Based on the best selling memoir by Elizabeth Gilbert, Eat Pray Love tells the story of a well-to-do woman's journey of self-discovery after her divorce. Having realized that she has either been getting with a man or leaving a man for most of her life, she decides to take a year off to pay attention to herself and rediscover herself as an individual rather than in relation to a man.
She goes to three different countries to pursue each of the activities in the title: Italy to eat, India to pray and Indonesia to love. In each place we follow Liz on her adventures and meet the people who help her along the path to self-discovery.
In Italy she meets a Swedish woman who has similar reasons for traveling. In India she meets a curmudgeonly Texan (Richard Jenkins) who beneath his rough exterior is as soft as clouds and down comforters. In Bali she gives herself over to a shaman to gain wisdom and by some serendipitous circumstance, meets Felipe (Javier Bardem looking as foxy as ever) at a bar.
As far as filmmaking goes, this movie is not groundbreaking or memorable, but it isn't bad either. It follows many conventions of Hollywood romances/self-discovery/road films. There are the beautiful locations. There is the weak man Liz just divorced acting as the foil to the strapping god that is Bardem's character. There is the old man imparting wisdom in the character of Richard Jenkins. Although the writing and the character are pretty hackneyed, Jenkins is a wonderful actor and does the best he can with what he has been given.
I do commend the movie though, for featuring a strong woman as its lead, who can be simultaneously sharp and vulnerable. Complexity, it isn't much to ask for in female characters, but you rarely find it. And Roberts, to her credit, gives a wonderful performance.
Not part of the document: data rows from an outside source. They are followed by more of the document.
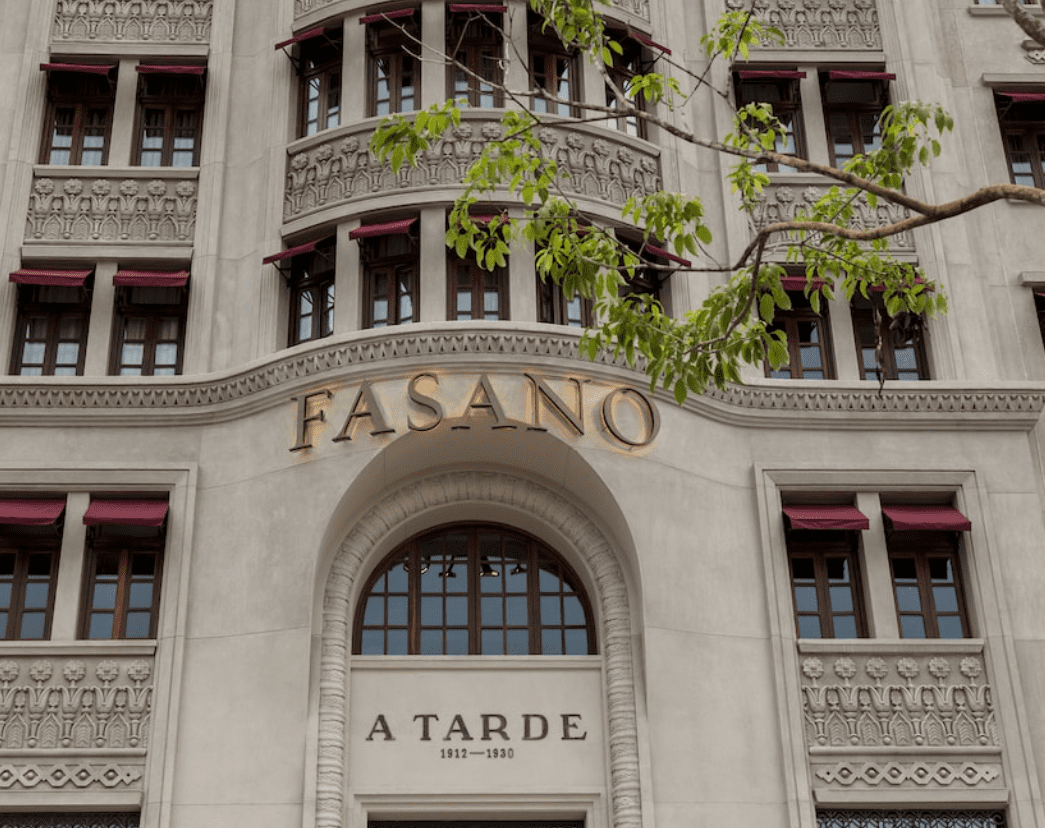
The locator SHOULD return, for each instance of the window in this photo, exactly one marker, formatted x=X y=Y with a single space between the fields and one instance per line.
x=473 y=590
x=311 y=293
x=169 y=117
x=810 y=355
x=320 y=68
x=124 y=561
x=79 y=118
x=390 y=266
x=553 y=70
x=781 y=90
x=889 y=348
x=1022 y=118
x=50 y=336
x=475 y=76
x=395 y=73
x=852 y=104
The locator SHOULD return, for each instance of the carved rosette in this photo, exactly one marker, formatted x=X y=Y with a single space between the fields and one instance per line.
x=340 y=169
x=133 y=21
x=786 y=202
x=112 y=209
x=820 y=24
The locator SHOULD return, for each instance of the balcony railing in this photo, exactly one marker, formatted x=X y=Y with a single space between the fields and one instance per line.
x=90 y=204
x=820 y=24
x=133 y=21
x=598 y=164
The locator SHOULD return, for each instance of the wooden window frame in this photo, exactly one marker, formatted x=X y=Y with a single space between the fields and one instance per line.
x=30 y=305
x=155 y=315
x=921 y=546
x=171 y=101
x=818 y=546
x=410 y=554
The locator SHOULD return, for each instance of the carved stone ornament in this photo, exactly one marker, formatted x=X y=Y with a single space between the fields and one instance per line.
x=88 y=703
x=112 y=209
x=133 y=21
x=472 y=487
x=820 y=24
x=785 y=202
x=926 y=705
x=341 y=168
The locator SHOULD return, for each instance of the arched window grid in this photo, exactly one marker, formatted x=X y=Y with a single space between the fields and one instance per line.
x=473 y=589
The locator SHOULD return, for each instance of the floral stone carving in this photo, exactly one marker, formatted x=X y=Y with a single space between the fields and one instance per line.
x=133 y=21
x=86 y=703
x=342 y=168
x=103 y=209
x=820 y=24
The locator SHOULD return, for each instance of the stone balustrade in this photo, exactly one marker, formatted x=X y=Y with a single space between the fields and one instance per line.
x=95 y=204
x=820 y=24
x=597 y=164
x=133 y=21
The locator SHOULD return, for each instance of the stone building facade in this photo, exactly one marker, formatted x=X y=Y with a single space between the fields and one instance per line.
x=303 y=523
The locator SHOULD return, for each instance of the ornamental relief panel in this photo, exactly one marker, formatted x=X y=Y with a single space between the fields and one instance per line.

She remains glowing and spunky, as you expect any character Julia Roberts plays to be, but she can come off as beaten, worn and sad as well, all the while maintaining her radiance. Her unflappability does not undercut the story or the character's development at all. It simply makes it hard to dislike Liz.
Despite my snarky remarks at the beginning of this article about the character's class privilege (and general privilege) I do not think the theme-the idea of losing sight of oneself and needing to find oneself-is trivial at all. And I do not mean to trivialize Gilbert's actual situation, struggles or feelings of vulnerability or sadness.
I do think though, that the film is disingenuous because it frames itself as the story of a woman looking to find herself apart from a man while centering the climactic question of fulfillment and happiness around the relationship between Liz and Felipe, (as if that is the only way she can be fulfilled). And while this may be true for many people (which is fine and I think can be beautiful) it closes off the possibilities of other kinds of love or human relationships based on deep and profound affection as fulfilling by themselves. We return to the same coupled, phallocentric economy of affection and love as the only possibility of female fulfillment.
You might site the story of Wayans as the film's more humanistic approach to love, but it felt completely tacked on and hollow to me. It seemed like an empty apology for having spent so much energy on the Felipe/Liz romance.
I did not immediately start thinking about these questions or critiques after watching Eat Pray Love. All I really wanted to do was stuff my face, travel and find my knight. And maybe that is all the movie sets out to do. If you take it at that, it feels like a delicious Neapolitan pizza. It hits the spot.